No permitas que el dolor te deje fuera de la jugada.

Por: Jessica Girdwain 19 de julio de 2017

He aquí un vistazo a algunas lesiones comunes, además de consejos para recuperarte y disminuir las probabilidades de que las mismas dolencias aparezcan nuevamente. 

Roce de bubis

 

La piel sudorosa en contacto con tu bra deportivo podría causarte ampollas dolorosas (y que aparte no se ven nada sexys en bikini).

Soluciónalo

Prevén la irritación usando un bra deportivo ajustado, y unta abundantemente una pomada de antifricción en los senos y en la zona de los tirantes antes de entrenar, recomienda Monica Scheel, dermatóloga en Kailua-Kuna Hawaii. Si ya estás lastimada cubre el área con un ungüento antibiótico y una venda adhesiva.

 

Rasguños y cortadas

 

Tropezar y caerte en shorts y tank top con las extremidades descubiertas podría terminar en dolorosas heridas.

Soluciónalo

Limpia cualquier suciedad y desechos con agua y jabón para prevenir infecciones por estafilococo, las cuales prosperan en ambientes cálidos y húmedos. Para prevenir las cicatrices, mantén la herida húmeda y cubierta con una venda adhesiva hasta que la piel sane.

 

Calambres musculares

 

Los espasmos musculares pueden durar varios (y eternos) minutos. “Eres más propensa a deshidratarte en climas cálidos, lo cual significa que has perdido los nutrientes necesarios para un funcionamiento muscular adecuado”, observa Jeff Stephenson, especialista en medicina deportiva en Louisville.

Soluciónalo

Estira, masajea ligeramente el músculo y bebe un poco de agua o una bebida que contenga electrolitos.

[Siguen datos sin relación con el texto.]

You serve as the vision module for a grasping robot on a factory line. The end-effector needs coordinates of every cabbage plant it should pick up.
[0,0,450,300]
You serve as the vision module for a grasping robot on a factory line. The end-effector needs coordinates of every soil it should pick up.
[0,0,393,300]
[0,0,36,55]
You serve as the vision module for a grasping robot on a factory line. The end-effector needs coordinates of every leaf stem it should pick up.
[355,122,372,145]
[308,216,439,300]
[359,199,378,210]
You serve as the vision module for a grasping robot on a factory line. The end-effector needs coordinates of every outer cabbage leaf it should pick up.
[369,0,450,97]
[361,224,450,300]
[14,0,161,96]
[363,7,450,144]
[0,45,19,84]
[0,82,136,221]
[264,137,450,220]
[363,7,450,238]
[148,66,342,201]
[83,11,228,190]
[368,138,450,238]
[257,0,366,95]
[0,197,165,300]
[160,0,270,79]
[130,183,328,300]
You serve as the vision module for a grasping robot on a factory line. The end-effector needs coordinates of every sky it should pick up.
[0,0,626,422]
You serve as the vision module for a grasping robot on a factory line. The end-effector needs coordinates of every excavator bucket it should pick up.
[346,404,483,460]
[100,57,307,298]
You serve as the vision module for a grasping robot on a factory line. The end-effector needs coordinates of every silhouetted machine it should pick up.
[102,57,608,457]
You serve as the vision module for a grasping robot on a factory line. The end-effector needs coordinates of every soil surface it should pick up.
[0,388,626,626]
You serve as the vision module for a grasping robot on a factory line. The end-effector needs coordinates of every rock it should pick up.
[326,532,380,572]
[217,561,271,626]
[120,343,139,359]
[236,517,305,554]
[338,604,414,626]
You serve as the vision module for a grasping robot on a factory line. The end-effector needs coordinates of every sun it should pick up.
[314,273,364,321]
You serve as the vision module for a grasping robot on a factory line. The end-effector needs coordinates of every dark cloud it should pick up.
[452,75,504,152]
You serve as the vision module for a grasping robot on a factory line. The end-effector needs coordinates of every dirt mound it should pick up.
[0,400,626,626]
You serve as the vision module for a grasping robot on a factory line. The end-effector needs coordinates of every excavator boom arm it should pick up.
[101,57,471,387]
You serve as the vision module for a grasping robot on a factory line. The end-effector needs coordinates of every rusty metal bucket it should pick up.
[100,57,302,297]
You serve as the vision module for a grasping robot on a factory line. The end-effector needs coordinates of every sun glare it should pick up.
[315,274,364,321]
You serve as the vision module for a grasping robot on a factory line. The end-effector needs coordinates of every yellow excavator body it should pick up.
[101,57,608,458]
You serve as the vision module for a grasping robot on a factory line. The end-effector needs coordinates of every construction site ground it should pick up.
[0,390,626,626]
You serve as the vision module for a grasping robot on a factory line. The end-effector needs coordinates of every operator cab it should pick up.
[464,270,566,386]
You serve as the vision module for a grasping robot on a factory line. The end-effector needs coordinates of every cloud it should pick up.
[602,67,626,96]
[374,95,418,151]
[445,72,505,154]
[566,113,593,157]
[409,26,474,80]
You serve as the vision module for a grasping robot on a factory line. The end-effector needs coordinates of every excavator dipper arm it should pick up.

Si el calambre disminuye, termina como lo tenías planeado; en caso contrario, suspende el entrenamiento. “Los calambres son una señal de que tienes demasiado calor o de que estás esforzándote excesivamente”, señala Stephenson.

Uñas del pie ennegrecidas

Cuando recorres muchos kilómetros, las uñas de tus pies rozan el interior de tu calzado (esto podría suceder aun si los tenis te quedan perfectamente, pues los pies sudan durante el ejercicio, especialmente cuando hace calor). Tu cuerpo envía sangre y fluido para proteger el área, dejándote con las uñas de color negro (púrpura).

Soluciónalo

Un podólogo puede extraer el exceso de fluido a través de un orificio del tamaño de un alfiler, sin causar dolor. Para prevenir el problema, compra zapatos medio número más grande de los que usas.